Si miramos el vaso medio vacío, y estableciendo las siempre odiosas comparaciones, 'Zombies party' supone el eslabón más débil dentro de la celebrada (con justicia) Trilogía del Cornetto creada por Edgar Wright y Simon Pegg, superada por la contundencia cómica de 'Arma fatal' y la espectacularidad narrativa y formal de 'Bienvenidos al fin del mundo'. Calma, ya llegan las buenas noticias.
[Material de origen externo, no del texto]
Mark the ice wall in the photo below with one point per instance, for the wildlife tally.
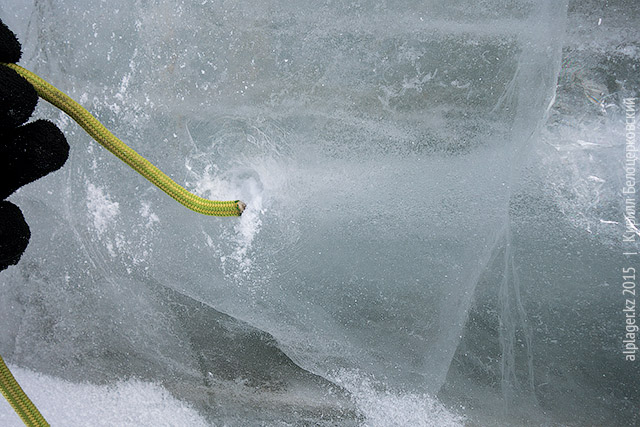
(376, 145)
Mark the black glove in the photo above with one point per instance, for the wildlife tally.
(27, 152)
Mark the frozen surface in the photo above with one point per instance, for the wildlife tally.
(412, 190)
(130, 403)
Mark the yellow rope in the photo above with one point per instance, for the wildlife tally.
(18, 399)
(145, 168)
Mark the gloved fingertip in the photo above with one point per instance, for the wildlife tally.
(14, 234)
(31, 152)
(18, 99)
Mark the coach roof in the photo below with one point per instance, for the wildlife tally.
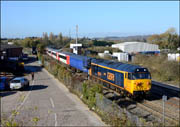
(117, 65)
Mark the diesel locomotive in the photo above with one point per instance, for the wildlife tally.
(131, 79)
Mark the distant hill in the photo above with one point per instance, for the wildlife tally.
(142, 38)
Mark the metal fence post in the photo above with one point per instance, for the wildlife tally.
(164, 98)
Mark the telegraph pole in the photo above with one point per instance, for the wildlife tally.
(76, 33)
(76, 38)
(70, 34)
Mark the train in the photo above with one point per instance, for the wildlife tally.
(133, 80)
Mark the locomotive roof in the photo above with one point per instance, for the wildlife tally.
(76, 56)
(118, 65)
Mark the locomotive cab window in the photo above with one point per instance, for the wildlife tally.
(134, 76)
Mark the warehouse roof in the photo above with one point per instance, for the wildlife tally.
(118, 65)
(128, 43)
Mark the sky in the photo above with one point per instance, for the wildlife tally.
(21, 19)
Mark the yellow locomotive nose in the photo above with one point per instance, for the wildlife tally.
(142, 85)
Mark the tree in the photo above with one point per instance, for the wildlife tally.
(52, 37)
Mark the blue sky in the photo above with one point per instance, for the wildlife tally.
(95, 19)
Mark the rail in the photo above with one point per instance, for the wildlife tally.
(166, 89)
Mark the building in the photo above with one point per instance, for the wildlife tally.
(137, 47)
(174, 57)
(10, 51)
(121, 56)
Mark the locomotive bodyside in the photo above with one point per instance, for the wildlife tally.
(131, 78)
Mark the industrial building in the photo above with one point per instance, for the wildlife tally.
(137, 47)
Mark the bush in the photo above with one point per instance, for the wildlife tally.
(160, 68)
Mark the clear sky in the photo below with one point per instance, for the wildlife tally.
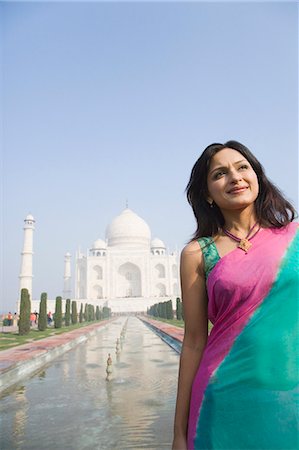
(103, 102)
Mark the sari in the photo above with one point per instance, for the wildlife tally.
(245, 392)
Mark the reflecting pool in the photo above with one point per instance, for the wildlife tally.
(71, 405)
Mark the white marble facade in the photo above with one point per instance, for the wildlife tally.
(128, 271)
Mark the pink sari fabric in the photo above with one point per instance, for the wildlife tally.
(236, 286)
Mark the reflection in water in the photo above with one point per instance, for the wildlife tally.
(19, 422)
(73, 407)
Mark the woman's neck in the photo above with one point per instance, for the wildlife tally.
(240, 221)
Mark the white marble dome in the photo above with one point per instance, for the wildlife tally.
(157, 243)
(99, 244)
(30, 217)
(128, 230)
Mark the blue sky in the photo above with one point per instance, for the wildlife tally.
(103, 102)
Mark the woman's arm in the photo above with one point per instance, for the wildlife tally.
(196, 331)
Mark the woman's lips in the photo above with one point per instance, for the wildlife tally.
(237, 190)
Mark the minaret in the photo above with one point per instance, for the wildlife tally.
(27, 253)
(67, 291)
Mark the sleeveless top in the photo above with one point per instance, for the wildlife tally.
(245, 391)
(209, 252)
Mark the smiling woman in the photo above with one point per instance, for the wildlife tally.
(239, 272)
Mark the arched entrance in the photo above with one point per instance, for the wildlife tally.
(128, 281)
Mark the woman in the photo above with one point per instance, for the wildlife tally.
(237, 386)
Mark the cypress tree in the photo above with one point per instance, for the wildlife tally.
(42, 317)
(164, 310)
(67, 316)
(178, 309)
(81, 313)
(92, 313)
(169, 310)
(58, 313)
(98, 313)
(24, 320)
(74, 312)
(106, 312)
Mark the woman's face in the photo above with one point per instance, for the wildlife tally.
(232, 182)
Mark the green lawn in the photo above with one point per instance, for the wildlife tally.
(12, 339)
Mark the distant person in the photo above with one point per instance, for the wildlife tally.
(9, 319)
(238, 386)
(15, 319)
(32, 319)
(49, 318)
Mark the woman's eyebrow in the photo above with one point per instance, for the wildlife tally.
(224, 167)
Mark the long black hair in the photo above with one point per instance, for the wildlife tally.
(272, 209)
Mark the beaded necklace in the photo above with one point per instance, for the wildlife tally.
(244, 243)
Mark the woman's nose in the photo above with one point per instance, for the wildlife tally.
(235, 176)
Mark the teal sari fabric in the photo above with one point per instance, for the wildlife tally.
(245, 393)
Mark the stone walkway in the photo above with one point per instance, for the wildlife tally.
(172, 331)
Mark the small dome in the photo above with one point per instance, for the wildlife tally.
(30, 217)
(99, 244)
(157, 243)
(128, 230)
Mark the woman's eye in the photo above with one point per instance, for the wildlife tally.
(219, 174)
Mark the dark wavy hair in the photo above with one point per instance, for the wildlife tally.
(272, 209)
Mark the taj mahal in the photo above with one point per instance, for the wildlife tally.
(128, 271)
Sin embargo, quedémonos con el lado positivo y celebremos esta gamberrada a costa del cine de zombies como lo que realmente es, un debut más que prometedor de un cineasta que llegaba arrasando a base de influencias evidentes como George A. Romero, Quentin Tarantino o Martin Scorsese, entre otros, pero que conseguía desarrollar un discurso propio y carismático. Ritmo endiablado, gags memorables y un nervio realmente deslumbrante. Un puñetazo inicial sobre la mesa realmente admirable.

Por eso, a pesar de haber terminado ocupando un lugar menor dentro de la filmografía de su director y protagonistas, basándonos en lo puramente cinematográfico, 'Zombies party' sigue manteniendo intacta su frescura e inteligencia, su dinamismo y efectividad y su merecida relevancia dentro del género. Carcajadas tan sangrientas como eficaces.